Avviandomi ora alla conclusione, sia pure rischiando di apparire irriverente, voglio fare il tentativo di semplificare questi splendidi versi traducendoli in prosa:
“Non te la prendere, rosa selvatica, se una giovane montanara
ti deride canticchiando e chiamandoti ‘rosa canina’
E non dispiacerti se non raccoglie i tuoi fiori, ma quelli
delle altre rose: è una fortuna per te che se li portino via tutti
Quando arriverà la stagione invernale e il vento farà cadere una
ad una le foglie secche, il rosaio dondolerà tristemente:
senza neppure una bacca
Al contrario, nel grigiore dell’inverno, brilleranno le tue bacche;
e con la primavera saranno i tuoi nuovi fiori e qualche frutto,
magari un po’ appassito, a sorridere
E ti farà piacere che forse una sera, meravigliata e
silenziosa, ripasserà per ammirarti la stessa giovane montanara”.

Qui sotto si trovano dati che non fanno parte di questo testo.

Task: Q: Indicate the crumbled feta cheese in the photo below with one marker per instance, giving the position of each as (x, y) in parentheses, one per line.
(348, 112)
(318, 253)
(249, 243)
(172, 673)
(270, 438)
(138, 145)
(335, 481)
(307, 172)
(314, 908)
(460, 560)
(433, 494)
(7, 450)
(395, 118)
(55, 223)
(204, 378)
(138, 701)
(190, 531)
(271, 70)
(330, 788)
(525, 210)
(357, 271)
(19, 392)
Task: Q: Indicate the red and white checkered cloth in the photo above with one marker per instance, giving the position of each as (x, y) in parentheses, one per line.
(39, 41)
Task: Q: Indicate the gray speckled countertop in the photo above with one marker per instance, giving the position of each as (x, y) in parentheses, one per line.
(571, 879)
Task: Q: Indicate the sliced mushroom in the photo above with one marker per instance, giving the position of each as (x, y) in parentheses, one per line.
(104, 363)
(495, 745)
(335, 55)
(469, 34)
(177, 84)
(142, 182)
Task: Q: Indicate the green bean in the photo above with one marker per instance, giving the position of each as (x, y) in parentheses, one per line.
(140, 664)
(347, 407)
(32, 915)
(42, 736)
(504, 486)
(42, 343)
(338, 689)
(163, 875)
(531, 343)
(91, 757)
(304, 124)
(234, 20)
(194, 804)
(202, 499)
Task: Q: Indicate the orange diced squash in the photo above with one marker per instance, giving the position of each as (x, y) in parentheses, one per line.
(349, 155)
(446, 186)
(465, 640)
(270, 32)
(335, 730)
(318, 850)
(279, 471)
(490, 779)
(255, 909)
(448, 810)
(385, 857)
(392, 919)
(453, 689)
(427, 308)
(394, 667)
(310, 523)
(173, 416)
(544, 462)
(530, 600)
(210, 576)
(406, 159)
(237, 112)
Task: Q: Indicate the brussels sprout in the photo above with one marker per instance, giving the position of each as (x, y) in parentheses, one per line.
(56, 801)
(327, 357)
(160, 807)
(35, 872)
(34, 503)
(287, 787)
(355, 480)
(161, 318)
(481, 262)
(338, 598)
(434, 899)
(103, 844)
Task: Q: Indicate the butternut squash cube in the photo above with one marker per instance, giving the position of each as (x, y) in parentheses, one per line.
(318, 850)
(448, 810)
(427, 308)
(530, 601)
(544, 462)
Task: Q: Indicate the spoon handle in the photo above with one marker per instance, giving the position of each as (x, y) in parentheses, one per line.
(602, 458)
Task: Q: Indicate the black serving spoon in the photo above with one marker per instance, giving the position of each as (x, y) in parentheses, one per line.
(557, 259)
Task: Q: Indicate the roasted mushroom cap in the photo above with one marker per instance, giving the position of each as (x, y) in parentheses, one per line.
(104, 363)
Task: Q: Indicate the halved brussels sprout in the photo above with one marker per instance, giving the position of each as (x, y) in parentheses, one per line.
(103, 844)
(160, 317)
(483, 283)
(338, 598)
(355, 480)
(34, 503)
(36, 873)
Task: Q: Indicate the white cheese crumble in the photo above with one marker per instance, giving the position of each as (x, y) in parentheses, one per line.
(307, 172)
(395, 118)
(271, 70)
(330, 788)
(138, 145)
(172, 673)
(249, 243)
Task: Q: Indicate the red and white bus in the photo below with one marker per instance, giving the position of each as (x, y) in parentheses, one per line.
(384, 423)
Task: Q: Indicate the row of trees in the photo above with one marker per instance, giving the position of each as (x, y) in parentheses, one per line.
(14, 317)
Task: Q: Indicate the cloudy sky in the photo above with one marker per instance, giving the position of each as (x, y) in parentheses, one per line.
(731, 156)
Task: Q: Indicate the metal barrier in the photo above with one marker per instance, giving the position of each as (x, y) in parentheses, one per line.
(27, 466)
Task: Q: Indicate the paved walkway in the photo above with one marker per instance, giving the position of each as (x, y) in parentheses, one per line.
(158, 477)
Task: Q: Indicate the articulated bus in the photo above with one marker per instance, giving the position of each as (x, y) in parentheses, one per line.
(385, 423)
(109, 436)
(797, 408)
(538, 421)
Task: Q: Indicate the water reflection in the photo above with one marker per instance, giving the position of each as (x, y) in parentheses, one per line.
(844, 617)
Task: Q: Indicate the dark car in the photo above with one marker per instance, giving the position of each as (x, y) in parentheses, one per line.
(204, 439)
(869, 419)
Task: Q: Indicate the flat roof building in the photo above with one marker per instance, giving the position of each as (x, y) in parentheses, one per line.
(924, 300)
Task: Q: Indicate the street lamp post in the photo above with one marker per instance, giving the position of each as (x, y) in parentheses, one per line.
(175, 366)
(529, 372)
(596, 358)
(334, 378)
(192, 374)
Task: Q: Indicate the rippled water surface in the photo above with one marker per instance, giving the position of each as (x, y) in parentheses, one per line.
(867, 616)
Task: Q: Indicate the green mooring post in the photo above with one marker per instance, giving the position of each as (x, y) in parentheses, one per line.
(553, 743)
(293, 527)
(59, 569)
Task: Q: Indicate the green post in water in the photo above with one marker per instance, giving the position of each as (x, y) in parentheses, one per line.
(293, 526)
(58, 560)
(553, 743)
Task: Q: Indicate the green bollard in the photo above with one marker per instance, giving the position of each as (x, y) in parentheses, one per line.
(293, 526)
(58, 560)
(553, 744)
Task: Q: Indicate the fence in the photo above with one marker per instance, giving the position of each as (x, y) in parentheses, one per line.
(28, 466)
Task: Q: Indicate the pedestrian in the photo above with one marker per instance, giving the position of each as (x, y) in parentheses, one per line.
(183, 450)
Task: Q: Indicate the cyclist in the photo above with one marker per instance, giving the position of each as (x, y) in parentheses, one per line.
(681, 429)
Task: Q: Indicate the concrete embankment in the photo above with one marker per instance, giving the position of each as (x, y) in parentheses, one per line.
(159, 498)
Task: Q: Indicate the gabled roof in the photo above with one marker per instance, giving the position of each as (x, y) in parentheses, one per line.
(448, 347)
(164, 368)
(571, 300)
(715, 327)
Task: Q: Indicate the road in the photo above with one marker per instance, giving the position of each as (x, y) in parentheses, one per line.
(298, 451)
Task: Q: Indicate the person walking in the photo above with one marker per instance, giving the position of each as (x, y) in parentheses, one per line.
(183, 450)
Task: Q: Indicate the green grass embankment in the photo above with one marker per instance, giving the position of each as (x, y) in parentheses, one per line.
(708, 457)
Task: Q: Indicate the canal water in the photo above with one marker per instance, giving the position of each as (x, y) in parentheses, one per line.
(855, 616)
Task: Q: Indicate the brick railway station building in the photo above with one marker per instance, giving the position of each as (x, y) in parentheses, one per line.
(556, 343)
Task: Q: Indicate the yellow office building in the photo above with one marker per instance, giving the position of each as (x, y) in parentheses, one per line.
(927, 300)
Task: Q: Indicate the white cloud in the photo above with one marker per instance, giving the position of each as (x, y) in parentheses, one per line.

Se ne può dedurre che, nonostante il loro innegabile fascino, molte delle varietà più classiche e famose di rosa non possano neppure paragonarsi alla bellezza dei cespugli di rosa canina: sebbene molti, specie durante la loro fioritura, non sembrino degnarli neppure di uno sguardo; a tale proposito è davvero incredibile che esista la cosiddetta “Rosa di Hildesheim” che cresce dietro l’abside della cattedrale in questa città della Germania. Si tratta della pianta di rosa canina più antica del mondo, forse di oltre 700 anni, alta circa 10 metri e considerata dall’UNESCO, già nel 1985, patrimonio dell’umanità.
Avviandomi infine alla conclusione mi è parso quanto mai opportuno, oltre che di grande attualità, il richiamo a non farci sedurre dalle cose appariscenti ma effimere disprezzando, invece, quelle apparentemente modeste ma più durature; intanto, mentre si riaccende la mia nostalgia, ho l’impressione di sognare ad occhi aperti e di trovarmi ancora lungo i sentieri a Capracotta. Riaffiora, così, il ricordo di tutte le piccole-grandi meraviglie naturali che essi sembrano custodire ancor più silenziosamente del passato: dalle fragoline di bosco ai lamponi, dalle more di rovo all’uva spina ma non dimenticando, naturalmente, gli altri magnifici fiori di montagna e il loro inestimabile tesoro.